I guess you could say that I have always been a career girl. As a teenager/college student I couldn't wait to step out into the "real world" and get that first job. As I have grown older, I still enjoyed my work and being a part of the working world. When our children were born, I was incredibly fortunate to work for a manager that felt that being a mommy was our first priority. She was always supportive of any time I needed to be away with the kids.
About 4 years ago many changes happened in our workplace that caused our workloads to increase, hours to increase, new challenges with little training, increased stress levels and on and on. We were all placed in positions that made it hard to be as flexible as we had been in the past. Add all these factors together and it was a rough couple of years. Rough years that ended with several of my close co-workers/friends being laid off..... including my wonderfully supportive manager.
The year after the lay offs was rough for many reasons -- about the same workload with fewer persons, the loss of dear co-workers, trying to adjust mentally to what I felt was an injustice, and guilt because I was not laid off (this one was especially hard as one close friend that had been laid off was already in a desperate financial position... my family could have handled a lay off much easier than hers).
This last year has been better. I see us working together better as a team than I have seen in quite a long time. I'm getting to know my new team members better and finding that many of my pre-conceived notions were incorrect (which is a good thing... I'm sorry to say those pre-conceived notions were not necessarily positive).
Here is where I struggle, though. We have started a new and very large project that is similar to ones we worked during those difficult, stressful, overworked years. As I see certain events occur the fear of working those same long hours over again or dealing with the same type of stress rears its ugly head. Over the last 3 months I have told my husband more than once, "XYZ happened today, I see the forced long work hours coming right at us."
Fact is, when I look clearly and am realistic, I can't be sure that will happen. We are working better and more efficiently than several years ago. There are positives.

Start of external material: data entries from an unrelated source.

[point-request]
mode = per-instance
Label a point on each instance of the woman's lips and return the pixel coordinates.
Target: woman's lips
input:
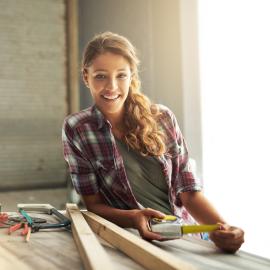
(110, 97)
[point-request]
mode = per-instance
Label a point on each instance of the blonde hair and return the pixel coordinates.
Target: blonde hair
(141, 131)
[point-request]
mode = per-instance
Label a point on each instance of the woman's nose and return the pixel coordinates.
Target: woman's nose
(111, 84)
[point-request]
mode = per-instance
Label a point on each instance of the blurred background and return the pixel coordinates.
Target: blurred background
(208, 60)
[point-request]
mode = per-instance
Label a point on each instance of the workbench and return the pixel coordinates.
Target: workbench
(55, 249)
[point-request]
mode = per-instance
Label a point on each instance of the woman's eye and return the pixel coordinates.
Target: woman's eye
(100, 77)
(122, 76)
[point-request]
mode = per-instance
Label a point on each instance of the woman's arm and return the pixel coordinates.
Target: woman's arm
(228, 238)
(135, 218)
(200, 208)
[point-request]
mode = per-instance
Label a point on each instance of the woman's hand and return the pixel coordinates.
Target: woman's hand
(141, 219)
(228, 238)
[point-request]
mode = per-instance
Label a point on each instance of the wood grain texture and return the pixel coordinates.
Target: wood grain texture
(143, 252)
(93, 255)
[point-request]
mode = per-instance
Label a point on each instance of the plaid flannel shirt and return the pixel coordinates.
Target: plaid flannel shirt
(96, 165)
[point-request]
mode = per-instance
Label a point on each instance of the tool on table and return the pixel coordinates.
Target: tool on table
(48, 209)
(27, 226)
(3, 219)
(172, 227)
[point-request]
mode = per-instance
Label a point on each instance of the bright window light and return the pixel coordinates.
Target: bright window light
(234, 42)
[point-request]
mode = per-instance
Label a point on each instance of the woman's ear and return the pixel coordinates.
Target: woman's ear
(85, 77)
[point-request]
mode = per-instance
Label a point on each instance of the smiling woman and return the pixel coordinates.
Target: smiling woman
(127, 156)
(109, 87)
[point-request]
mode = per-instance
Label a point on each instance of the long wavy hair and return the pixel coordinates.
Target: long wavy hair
(141, 131)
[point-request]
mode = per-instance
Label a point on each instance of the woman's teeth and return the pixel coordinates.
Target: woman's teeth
(111, 97)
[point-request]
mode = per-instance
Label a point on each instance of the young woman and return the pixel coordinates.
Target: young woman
(127, 156)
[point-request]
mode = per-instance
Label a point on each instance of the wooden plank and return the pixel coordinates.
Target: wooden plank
(10, 261)
(143, 252)
(92, 253)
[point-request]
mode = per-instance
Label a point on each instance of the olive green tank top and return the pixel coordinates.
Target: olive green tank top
(146, 179)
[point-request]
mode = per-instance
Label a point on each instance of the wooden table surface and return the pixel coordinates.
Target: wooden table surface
(55, 249)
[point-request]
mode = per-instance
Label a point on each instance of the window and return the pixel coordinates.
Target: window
(234, 47)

But, at times, I continue to allow myself to be so bogged down by experiences that happened in the past that I can't always see past them. When I stop myself and turn it over to God I see the positive changes and see that it just might not happen that way again. This time just might be different.
I even have new experiences that show it very well could be different this time. So far, even though my workload has increased with this project, I have not worked any overtime (with the exception of a business trip last week). My stress level is almost non-existent at this point.
My point in sharing all of this? When we look at our past experiences and allow them to control our thoughts and our feelings, we will never find a way out of the fear brought on by our past experiences and/or circumstances. It will effect the way we think, the way we feel, the way we communicate. When we turn away from those past experiences/circumstances, when we look to God and allow Him control of our thoughts and our feeling, when we trust Him and have faith in Him, it will all work out. God's light will outshine all of those past expereinces and all of those circumstances on which we may still be clinging.